By Robyn Hagan Cain on March 22, 2012 | Last updated on March 21, 2019

The Supreme Court granted certiorari in another death penalty appeal this week. Next fall, the Court will review the Sixth Circuit Court of Appeals ruling that Warren killer Sean Carter's appeals must be postponed until he is competent to participate in the proceedings, reports TribToday.com.

Carter was convicted in 1997 of raping and murdering his adoptive grandmother. In late 2007, he was transferred from death row at Chillicothe Correctional Institution to Oakwood Correctional Facility, a psychiatric prison, due to declining mental competency. He has since returned to Chillicothe, but former District Judge Peter Economus dismissed prosecutors' filing to have Carter returned to death row due to Carter's mental condition.

Judge Economus noted that Carter was "disoriented and unable to comprehend or respond to communications from others.

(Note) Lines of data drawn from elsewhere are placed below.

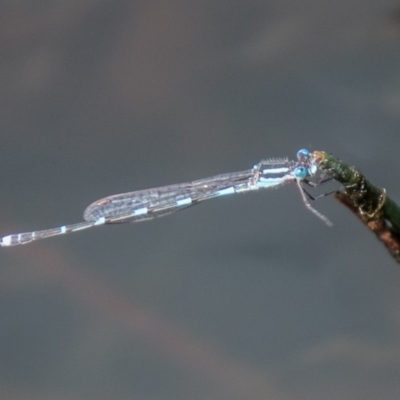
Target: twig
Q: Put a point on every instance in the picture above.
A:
(369, 203)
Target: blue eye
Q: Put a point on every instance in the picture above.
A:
(303, 153)
(300, 172)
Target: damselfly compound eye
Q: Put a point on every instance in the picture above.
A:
(300, 172)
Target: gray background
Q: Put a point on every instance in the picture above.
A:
(244, 297)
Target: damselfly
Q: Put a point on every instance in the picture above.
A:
(148, 204)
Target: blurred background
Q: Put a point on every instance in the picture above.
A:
(243, 297)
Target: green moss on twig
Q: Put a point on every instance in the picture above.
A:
(369, 203)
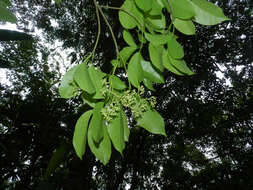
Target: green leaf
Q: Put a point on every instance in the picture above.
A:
(134, 71)
(83, 79)
(115, 130)
(126, 53)
(55, 160)
(126, 129)
(184, 26)
(144, 5)
(157, 39)
(103, 151)
(88, 99)
(80, 133)
(141, 38)
(128, 38)
(175, 49)
(148, 84)
(150, 73)
(97, 123)
(180, 65)
(168, 65)
(68, 88)
(157, 23)
(117, 83)
(152, 122)
(155, 54)
(125, 19)
(166, 5)
(156, 9)
(182, 9)
(57, 1)
(5, 14)
(96, 77)
(6, 2)
(207, 13)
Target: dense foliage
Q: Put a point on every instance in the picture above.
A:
(208, 120)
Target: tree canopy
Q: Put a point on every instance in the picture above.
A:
(208, 119)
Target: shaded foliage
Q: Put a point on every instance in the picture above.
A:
(208, 119)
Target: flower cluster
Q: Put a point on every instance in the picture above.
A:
(128, 99)
(110, 111)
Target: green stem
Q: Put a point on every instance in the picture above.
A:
(99, 29)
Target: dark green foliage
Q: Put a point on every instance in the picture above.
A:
(203, 114)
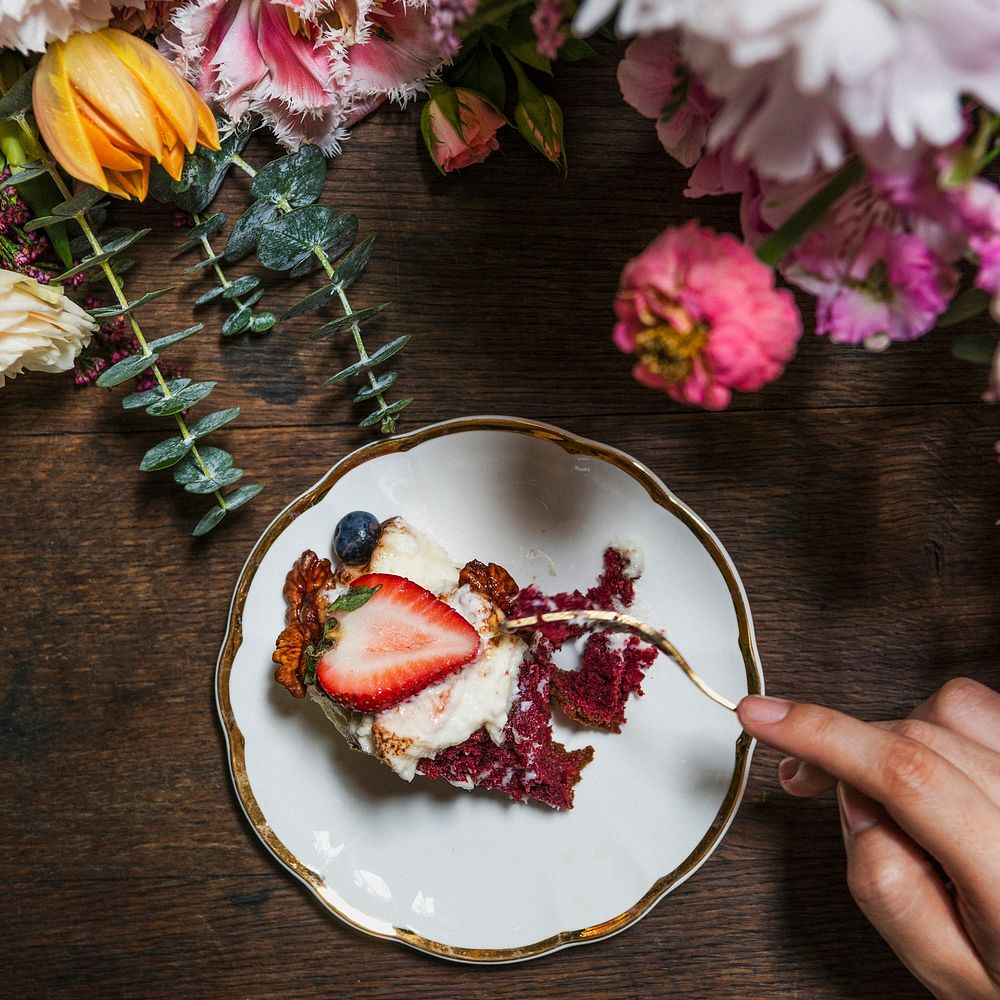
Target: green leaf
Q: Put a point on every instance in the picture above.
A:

His daily functioning, while previously restricted, also has deteriorated with extremely poor personal hygiene and lack of consistent sleep habits due to nightly, persistent screaming and laughing," reports TribToday.com.

Prosecutors, however, say mental competency isn't necessary for the appeals process to continue, and to conclude otherwise would delay Carter's death penalty appeal indefinitely. Ohio argues, "Under the Sixth Circuit's extraordinarily loose standards, any prisoner can make a minimal showing of incompetence, demand a hearing, and secure an indefinite stay of his habeas proceedings," reports SCOTUSblog.

The outcome of this case will be closely watched, not just in Ohio and the Sixth Circuit Court of Appeals, but nationwide. Seventeen states joined Ohio's appeal to the Court asking for clarification of Rees v. Peyton, a 1966 decision involving a death row mental competency appeal. The Court put a hold on Virginia death-row inmate Melvin Davis Rees, Jr in 1967, and never returned to it. Rees died in prison in 1995, according to SCOTUSblog.

Sean Carter's case isn't the first Ohio death penalty the Court will consider this year. In February, the Supreme Court stayed death row inmate Charles Lorraine's execution due to inconsistencies in the Ohio's lethal injection protocol, according to The Plain Dealer.

In January, the Sixth Circuit Court of Appeals ruled that federal courts must monitor every Ohio execution "because the State cannot be trusted to fulfill its otherwise lawful duty to execute inmates sentenced to death."